A new Qantas trial pilot program will see one of the airline’s Boeing 767-300 jets outfitted with one iPad 2 for each passenger, according to the Australian Business Traveller. Each of the aircraft’s 254 seats will have its own iPad 2, and there will also be several spares kept on hand just in case. All seats pockets will carry an iPad 2, but business-class travelers will also get a flexible stand to use with their fold-out meal tray.
The iPads won’t be tethered to seats, but they will carry a software theft deterrent of sorts: Each boots directly into and only has access to Qantas’ proprietary Q Streaming app, which provides access to its in-flight entertainment library over Wi-Fi but which is also rendered useless upon leaving the plane.
The pilot program is about testing Qantas’ in-flight Wi-Fi streaming capabilities, Qantas Executive Manager for Customer Experience Alison Webster told the ABT. The ultimate goal is to be able to provide passengers with access to the Q Streaming service through their own devices, be they Apple’s iPads and iPhones or Android tablets and handsets.
If the initial test proves a success, Qantas plans to expand it to ten Boeing 767-300 jets, complete with iPad brackets installed in seat backs. Passengers who opt to use their own devices will also have the option of downloading a video to watch within 24 hours of leaving a plane, should they land before they finish their show or movie.
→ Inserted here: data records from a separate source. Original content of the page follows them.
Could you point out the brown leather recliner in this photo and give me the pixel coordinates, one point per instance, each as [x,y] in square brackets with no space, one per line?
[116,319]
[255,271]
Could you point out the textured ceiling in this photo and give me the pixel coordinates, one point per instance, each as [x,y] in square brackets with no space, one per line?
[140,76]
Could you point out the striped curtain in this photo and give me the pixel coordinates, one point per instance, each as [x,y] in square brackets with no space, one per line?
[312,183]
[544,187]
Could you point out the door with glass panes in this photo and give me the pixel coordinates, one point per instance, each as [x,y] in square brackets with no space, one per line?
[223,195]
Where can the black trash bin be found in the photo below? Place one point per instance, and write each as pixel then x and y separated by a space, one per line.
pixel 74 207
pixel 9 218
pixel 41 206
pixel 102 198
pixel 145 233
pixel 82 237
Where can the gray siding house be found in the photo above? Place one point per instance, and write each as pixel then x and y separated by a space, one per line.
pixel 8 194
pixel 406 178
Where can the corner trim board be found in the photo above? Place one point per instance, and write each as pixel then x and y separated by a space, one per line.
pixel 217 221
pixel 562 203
With iPads in the cockpit and iPads in the cabin, the air travel industry is becoming a perfect use case of how Apple’s devices appeal to companies for both consumer-facing and internal business use. Let’s hope Qantas’ example catches on here in North America and in the rest of the world, too. That shouldn’t be too tall of an order, since Q Streaming is based on the same technology that powers Virgin America’s just-announced in-flight entertainment system.